On December 4, a group of masked men from the Investigative Committee of the Russian Prosecutor-General's Office forced their way with police truncheons into the St. Petersburg offices of Memorial.

After a search, the men confiscated hard drives containing the entire archive of Memorial in St. Petersburg: databases with biographical information on victims of repression, details about burial sites in the St. Petersburg area, family archives, sound recordings, and transcripts of interviews.

Among the confiscated items was the entire collection of materials in the Virtual Gulag Museum, a much-needed initiative to rescue precious artifacts, photographs, and documents from more than 100 small exhibitions under threat across Russia (a country where there is just one substantial museum of the gulag, Perm-36, in the Urals).

All the materials I collected with Memorial in St. Petersburg (about one-third of the sources used in "The Whisperers") were also confiscated by the police. Luckily, I have copies of all the documents on my website. But the rest of the confiscated items remain in the hands of the police.

Rehabilitation Of Stalin

The raid on Memorial is part of a broader ideological struggle over the control of history publications and teaching in Russia that may have influenced the decision of Atticus to cancel my contract.

The Kremlin has been actively working for the rehabilitation of Stalin. Its aim is not to deny Stalin's crimes, but to emphasize his achievements as the builder of the country's "glorious Soviet past." It wants Russians to take pride in their Soviet past and not to be burdened with a paralyzing sense of guilt about the repressions of the Stalin period.

At a conference in June 2007, then-President Vladimir Putin called on Russia's schoolteachers to portray the Stalin period in a more positive light. It was Stalin who made the Soviet Union great, who won the war against Hitler, and his "mistakes" were no worse than the crimes of Western states, he said.

Textbooks dwelling on the Great Terror and the gulag have been censored, historians attacked as "antipatriotic" for highlighting Stalin's crimes.

The presidential administration has promoted its own textbook, "The Modern History of Russia, 1945-2006: A Teacher's Handbook." According to one of its authors -- the Kremlin propagandist Pavel Danilin -- its aim is to present Russian history "not as a depressing sequence of misfortunes and mistakes, but as something to instill pride in one's country. This is precisely how teachers must teach history and not smear the Motherland with mud."

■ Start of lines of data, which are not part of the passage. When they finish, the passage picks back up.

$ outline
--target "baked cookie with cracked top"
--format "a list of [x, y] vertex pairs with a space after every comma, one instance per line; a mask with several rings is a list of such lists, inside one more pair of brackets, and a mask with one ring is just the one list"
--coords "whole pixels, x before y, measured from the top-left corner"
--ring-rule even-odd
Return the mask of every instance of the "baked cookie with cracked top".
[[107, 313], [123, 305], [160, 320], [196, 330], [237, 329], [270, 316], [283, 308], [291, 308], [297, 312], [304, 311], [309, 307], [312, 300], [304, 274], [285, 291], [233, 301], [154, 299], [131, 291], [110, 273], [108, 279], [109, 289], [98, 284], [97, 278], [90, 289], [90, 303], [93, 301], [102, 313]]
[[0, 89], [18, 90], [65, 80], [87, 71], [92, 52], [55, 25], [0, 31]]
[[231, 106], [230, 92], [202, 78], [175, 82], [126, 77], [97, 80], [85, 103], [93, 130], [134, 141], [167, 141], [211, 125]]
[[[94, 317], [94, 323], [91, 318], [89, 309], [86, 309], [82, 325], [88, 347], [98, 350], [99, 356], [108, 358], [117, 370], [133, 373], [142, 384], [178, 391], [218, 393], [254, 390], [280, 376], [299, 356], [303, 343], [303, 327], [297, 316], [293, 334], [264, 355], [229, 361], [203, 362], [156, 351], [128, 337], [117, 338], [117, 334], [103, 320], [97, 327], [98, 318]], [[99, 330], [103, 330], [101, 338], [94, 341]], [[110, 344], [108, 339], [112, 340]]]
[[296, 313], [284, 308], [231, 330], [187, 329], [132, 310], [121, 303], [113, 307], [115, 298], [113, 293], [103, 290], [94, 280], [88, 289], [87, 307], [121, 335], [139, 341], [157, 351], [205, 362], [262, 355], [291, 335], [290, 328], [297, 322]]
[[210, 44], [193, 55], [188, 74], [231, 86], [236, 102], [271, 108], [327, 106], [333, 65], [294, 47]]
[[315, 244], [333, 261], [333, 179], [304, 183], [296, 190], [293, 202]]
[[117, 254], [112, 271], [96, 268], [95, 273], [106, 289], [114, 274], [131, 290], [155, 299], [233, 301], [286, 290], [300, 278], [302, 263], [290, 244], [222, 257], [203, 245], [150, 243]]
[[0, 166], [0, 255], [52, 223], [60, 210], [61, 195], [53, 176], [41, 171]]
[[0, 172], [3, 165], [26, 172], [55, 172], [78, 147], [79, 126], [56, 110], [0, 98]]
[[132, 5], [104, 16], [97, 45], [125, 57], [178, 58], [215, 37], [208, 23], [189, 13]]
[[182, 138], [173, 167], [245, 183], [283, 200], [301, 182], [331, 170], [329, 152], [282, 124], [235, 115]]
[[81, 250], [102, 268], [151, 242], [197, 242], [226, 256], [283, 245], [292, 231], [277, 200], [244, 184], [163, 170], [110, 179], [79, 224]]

Danilin is a close associate of Gleb Pavlovsky, a presidential adviser and the editor of the "Russian Journal," which aims to create an intellectual base for Putin's pseudo-democracy.

A special December issue on the "Politics of Memory" was published to coincide with the raid on Memorial. It contained two articles viciously attacking the work of Memorial for playing into the hands foreign historians accused of setting out to blacken Soviet history by focusing on Stalin's crimes.

"The Whisperers" has been translated into 22 foreign languages, including all the European languages of the former Soviet Union -- except Russian, it now seems.

Orlando Figes is a professor of history at Birkbeck College, University of London. The views expressed in this commentary are the author's own and do not necessarily reflect those of RFE/RL.